Github user jackylk commented on a diff in the pull request:
https://github.com/apache/carbondata/pull/2567#discussion_r206417322
--- Diff: docs/datamap/bloomfilter-datamap-guide.md ---
@@ -83,8 +83,8 @@ User can create BloomFilter datamap using the Create
DataMap DDL:
| Property | Is Required | Default Value | Description |
|-------------|----------|--------|---------|
| INDEX_COLUMNS | YES | | Carbondata will generate BloomFilter index on
these columns. Queries on there columns are usually like 'COL = VAL'. |
-| BLOOM_SIZE | NO | 32000 | This value is internally used by BloomFilter
as the number of expected insertions, it will affects the size of BloomFilter
index.

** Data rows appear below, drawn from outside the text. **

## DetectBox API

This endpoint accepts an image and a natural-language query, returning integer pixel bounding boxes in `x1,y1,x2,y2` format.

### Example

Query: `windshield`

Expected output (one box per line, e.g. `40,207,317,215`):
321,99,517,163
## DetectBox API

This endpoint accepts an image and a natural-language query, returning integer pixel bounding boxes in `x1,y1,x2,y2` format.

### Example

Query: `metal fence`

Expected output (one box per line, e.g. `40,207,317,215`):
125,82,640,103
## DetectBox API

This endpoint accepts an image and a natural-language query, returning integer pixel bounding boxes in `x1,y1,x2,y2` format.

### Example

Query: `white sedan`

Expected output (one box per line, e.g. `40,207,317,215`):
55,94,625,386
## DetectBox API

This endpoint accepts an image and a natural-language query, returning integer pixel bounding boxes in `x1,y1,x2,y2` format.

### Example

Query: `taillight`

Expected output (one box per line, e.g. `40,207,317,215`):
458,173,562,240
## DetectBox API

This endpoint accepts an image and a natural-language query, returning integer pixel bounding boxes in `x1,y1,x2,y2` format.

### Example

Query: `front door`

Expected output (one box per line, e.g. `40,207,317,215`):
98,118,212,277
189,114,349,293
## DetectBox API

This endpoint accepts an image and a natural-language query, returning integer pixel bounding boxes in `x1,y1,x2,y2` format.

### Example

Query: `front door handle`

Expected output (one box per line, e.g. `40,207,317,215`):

Since each blocklet has a BloomFilter here, so the value is the
approximate records in a blocklet. In another word, the value 32000 *
#noOfPagesInBlocklet. The value should be an integer. |
-| BLOOM_FPP | NO | 0.01 | This value is internally used by BloomFilter as
the False-Positive Probability, it will affects the size of bloomfilter index
as well as the number of hash functions for the BloomFilter. The value should
be in range (0, 1). |
+| BLOOM_SIZE | NO | 640000 | This value is internally used by BloomFilter
as the number of expected insertions, it will affects the size of BloomFilter
index. Since each blocklet has a BloomFilter here, so the value is the
approximate records in a blocklet. In another word, the value 32000 *
#noOfPagesInBlocklet. The value should be an integer. |
+| BLOOM_FPP | NO | 0.00001 | This value is internally used by BloomFilter
as the False-Positive Probability, it will affects the size of bloomfilter
index as well as the number of hash functions for the BloomFilter. The value
should be in range (0, 1). |
--- End diff --
explain `the default value is set to 0.00001 to make low false-positive
while keep bloomfilter in acceptable size`. Or can you provide some data for
the size?
---